Adding whole-brain radiation therapy to highly-focused radiation therapy does not improve survival for patients with cancer and brain metastases, but it may reduce the likelihood of the recurrence of brain metastases, according to a study in the June 7 issue of JAMA.

Brain metastases (lesions in the brain due to spread of cancers occurring elsewhere) occur in 20 percent to 40 percent of all patients with cancer and are generally associated with a poor prognosis, according to background information in the article. It has been believed that in brain metastases, the entire brain is "seeded" with micrometastatic disease, even when only a single intracranial lesion is detected.
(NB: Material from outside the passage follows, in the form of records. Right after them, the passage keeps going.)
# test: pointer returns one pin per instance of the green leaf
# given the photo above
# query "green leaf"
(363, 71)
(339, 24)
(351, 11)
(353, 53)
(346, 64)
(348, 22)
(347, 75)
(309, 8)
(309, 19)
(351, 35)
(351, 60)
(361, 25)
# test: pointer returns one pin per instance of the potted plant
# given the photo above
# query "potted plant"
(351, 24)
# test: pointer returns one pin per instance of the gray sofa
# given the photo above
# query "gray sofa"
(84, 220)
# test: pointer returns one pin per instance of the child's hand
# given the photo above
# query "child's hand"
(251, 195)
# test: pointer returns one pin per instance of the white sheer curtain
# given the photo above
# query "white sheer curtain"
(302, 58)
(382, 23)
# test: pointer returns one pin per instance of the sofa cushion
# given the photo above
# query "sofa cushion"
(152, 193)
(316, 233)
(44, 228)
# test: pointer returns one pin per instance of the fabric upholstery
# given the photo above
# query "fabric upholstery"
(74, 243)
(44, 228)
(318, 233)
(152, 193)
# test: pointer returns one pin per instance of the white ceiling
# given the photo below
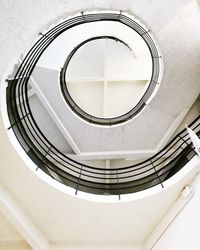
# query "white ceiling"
(61, 218)
(178, 90)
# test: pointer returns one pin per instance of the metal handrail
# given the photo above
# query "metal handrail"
(47, 157)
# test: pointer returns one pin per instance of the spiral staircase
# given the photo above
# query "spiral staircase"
(145, 157)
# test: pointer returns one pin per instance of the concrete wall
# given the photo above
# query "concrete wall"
(182, 232)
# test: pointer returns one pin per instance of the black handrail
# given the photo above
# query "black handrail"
(116, 181)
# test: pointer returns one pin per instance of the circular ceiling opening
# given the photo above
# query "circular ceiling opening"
(106, 78)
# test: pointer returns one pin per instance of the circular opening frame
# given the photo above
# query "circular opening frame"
(147, 95)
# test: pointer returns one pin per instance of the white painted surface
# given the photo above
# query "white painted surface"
(183, 231)
(52, 210)
(9, 237)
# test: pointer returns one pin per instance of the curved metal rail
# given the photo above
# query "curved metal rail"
(72, 173)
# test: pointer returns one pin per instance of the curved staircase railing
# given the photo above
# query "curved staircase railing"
(115, 181)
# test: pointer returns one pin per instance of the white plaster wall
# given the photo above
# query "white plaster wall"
(183, 233)
(96, 246)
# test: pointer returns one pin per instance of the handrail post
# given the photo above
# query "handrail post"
(157, 174)
(78, 183)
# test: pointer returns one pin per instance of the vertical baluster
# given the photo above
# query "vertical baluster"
(157, 174)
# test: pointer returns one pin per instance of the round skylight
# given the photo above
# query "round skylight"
(106, 78)
(112, 71)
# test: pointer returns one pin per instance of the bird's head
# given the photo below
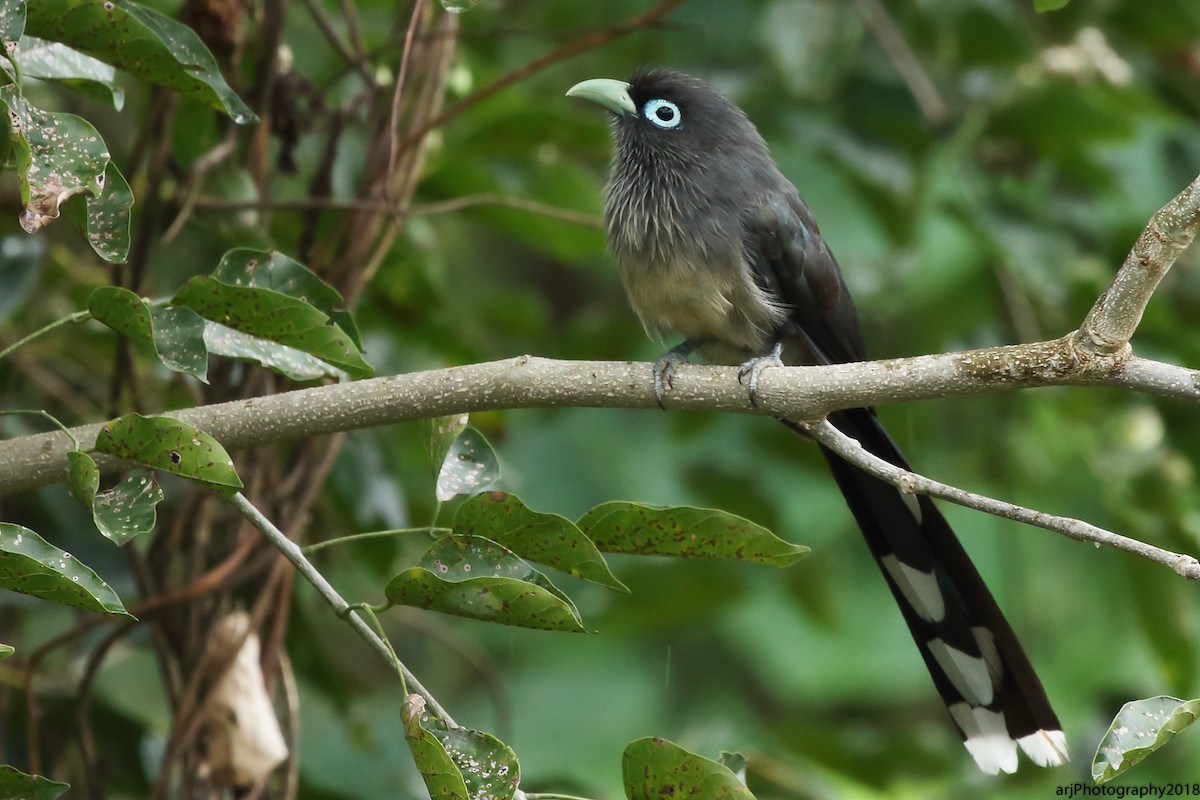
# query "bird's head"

Consequently, whole-brain radiation therapy (WBRT), which has possible adverse effects, has been the dominant treatment. Recently, the assumption that the entire brain is seeded with micrometastases has been questioned. For patients who truly have limited intracranial disease, the potential exists that WBRT could be replaced by more focused therapeutic options such as resection (partial surgical removal) or stereotactic radiosurgery (SRS), which delivers high-dose, focal radiation, with less long-term adverse effects than WBRT. These therapies have been used with increasing frequency. It has been unclear whether adding WBRT to SRS improves survival or neurologic function compared with SRS alone.
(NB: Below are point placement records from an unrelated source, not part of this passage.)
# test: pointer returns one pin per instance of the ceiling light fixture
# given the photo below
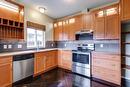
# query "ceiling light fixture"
(42, 10)
(9, 6)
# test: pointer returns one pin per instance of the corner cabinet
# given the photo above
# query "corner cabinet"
(107, 67)
(125, 11)
(44, 61)
(6, 71)
(107, 23)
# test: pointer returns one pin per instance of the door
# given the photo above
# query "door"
(112, 27)
(88, 21)
(58, 32)
(66, 30)
(112, 23)
(5, 74)
(125, 5)
(66, 59)
(99, 28)
(39, 63)
(72, 29)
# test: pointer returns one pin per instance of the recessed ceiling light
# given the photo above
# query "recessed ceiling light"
(42, 10)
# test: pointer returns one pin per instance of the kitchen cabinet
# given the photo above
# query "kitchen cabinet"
(51, 59)
(65, 59)
(107, 23)
(44, 61)
(106, 66)
(66, 30)
(58, 29)
(88, 21)
(125, 11)
(39, 63)
(99, 32)
(5, 71)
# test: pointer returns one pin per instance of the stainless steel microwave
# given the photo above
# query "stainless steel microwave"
(84, 35)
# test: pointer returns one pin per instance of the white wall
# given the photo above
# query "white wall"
(37, 17)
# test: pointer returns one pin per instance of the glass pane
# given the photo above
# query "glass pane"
(31, 38)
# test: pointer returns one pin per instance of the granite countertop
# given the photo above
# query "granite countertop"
(25, 52)
(30, 51)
Hidefumi Aoyama, M.D., Ph.D., of Hokkaido University Graduate School of Medicine, Sapporo, Japan, and colleagues conducted a randomized controlled trial comparing WBRT plus SRS vs. SRS alone for patients with limited (defined as 4 or less) brain metastases. The study included 132 patients enrolled at 11 hospitals in Japan between October 1999 and December 2003. Patients were randomly assigned to receive WBRT plus SRS (65 patients) or SRS alone (67 patients).

The researchers found that the median (midpoint) survival time and the 1-year actuarial (calculated) survival rate were 7.5 months and 38.5 percent in the WBRT + SRS group and 8.0 months and 28.4 percent for SRS alone. The 12-month brain tumor recurrence rate was 46.8 percent in the WBRT + SRS group and 76.4 percent for SRS alone group. Salvage (treatment after other measures have been unsuccessful) brain treatment was less frequently required in the WBRT + SRS group (n = 10) than with SRS alone (n = 29). Death was attributed to neurologic causes in 22.8 percent of patients in the WBRT + SRS group and in 19.3 percent of those treated with SRS alone. There were no significant differences in systemic and neurologic functional preservation and toxic effects of radiation.

"In conclusion, our findings demonstrated that SRS alone without up-front WBRT was associated with increased brain tumor recurrence; however, it did not result in either worsened neurologic function or increased risk of neurologic death. With respect to patient survival, the control of systemic cancer might outweigh the frequent recurrence of brain tumors. Therefore, SRS alone could be a treatment option, provided that frequent monitoring of brain tumor status is conducted," the authors write.